Last weekend I was in a major funk. I just could not shake it. Normally I can exercise, do some self-talk, dig in the dirt, and I can reset. But not this time. I was bored, sad, anxious all rolled into one. And last week a friend’s dad died from COVID. An extra F–k you so close to being vaccine eligible.
I texted some friends asking them to tell me something to make me laugh. Here are my top two faves: 1) visualize wearing bike shorts post COVID. My pasty white legs with bruises from my love rakes from Bailey are super sexy for sure. 2) attend a baseball game where your team is losing 18-0 early in the 5th inning. Rough.

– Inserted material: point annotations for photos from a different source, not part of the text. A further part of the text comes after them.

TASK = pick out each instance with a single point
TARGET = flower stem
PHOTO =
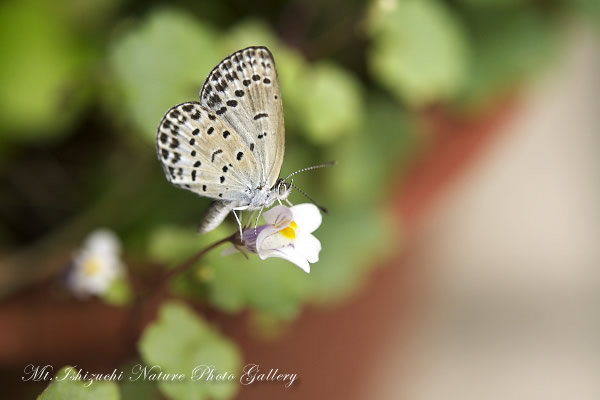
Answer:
(145, 306)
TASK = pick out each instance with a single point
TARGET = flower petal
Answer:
(307, 216)
(267, 232)
(309, 246)
(278, 215)
(288, 253)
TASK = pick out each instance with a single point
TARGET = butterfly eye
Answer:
(282, 188)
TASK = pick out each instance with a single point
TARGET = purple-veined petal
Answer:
(278, 216)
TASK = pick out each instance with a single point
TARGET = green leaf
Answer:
(275, 286)
(419, 50)
(43, 73)
(162, 62)
(508, 47)
(180, 341)
(119, 293)
(331, 105)
(387, 139)
(77, 389)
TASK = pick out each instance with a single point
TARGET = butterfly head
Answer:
(282, 189)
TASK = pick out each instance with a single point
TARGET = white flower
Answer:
(96, 265)
(287, 235)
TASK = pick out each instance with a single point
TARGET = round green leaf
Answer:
(178, 342)
(160, 63)
(331, 104)
(419, 50)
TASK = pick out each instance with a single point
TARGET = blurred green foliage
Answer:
(419, 50)
(178, 342)
(83, 86)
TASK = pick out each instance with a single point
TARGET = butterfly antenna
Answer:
(310, 198)
(328, 164)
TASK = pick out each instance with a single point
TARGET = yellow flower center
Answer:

Today I am totally alone in the house. Y’all that is something that has not happened in a long time. Both teens are at school, puppies are at doggie school, and no telemedicine Tuesday. I am making myself workout, taking a shower and putting on some self tanner, writing and starting to think about things I can do once I get my second vaccine shot. The first exciting thing I am planning is to resume my Friday fire pit hang outs with my friend Rob. We used to hang out every single Friday. I tried doing some outside hang outs in the summer but just could not relax enough for it to be fun. Next up is resuming Sunday church walks with Liz. I have not been to my beloved Harrison Pond in a year. I also had a good job interview for a part time job that I could do along side my Girl Scouts job or increase the hours and do it instead of Girl Scouts if my position were to be cut. Fingers crossed that it works out.
Speaking of jobs, both of my teenagers have summer jobs which means my oldest gets his first vaccine tomorrow. I am still holding out that he can go to Rail Camp in Delaware (the decision will be made next month for a July camp week). It would be a great experience, and he still has his sponsorship from the New Hope Valley Railway. My youngest turns 16 at the end of April and is eligible to get her driver’s license at the end of May. We are doing a staycation for spring break and looking into buying her a car. She can start working June 1st. If I could make telemedicine Tuesday go away, this summer would be perfect. But sadly, I think telemedicine is here to stay.
As scary as it feels, I am starting to feel a tiny bit hopeful.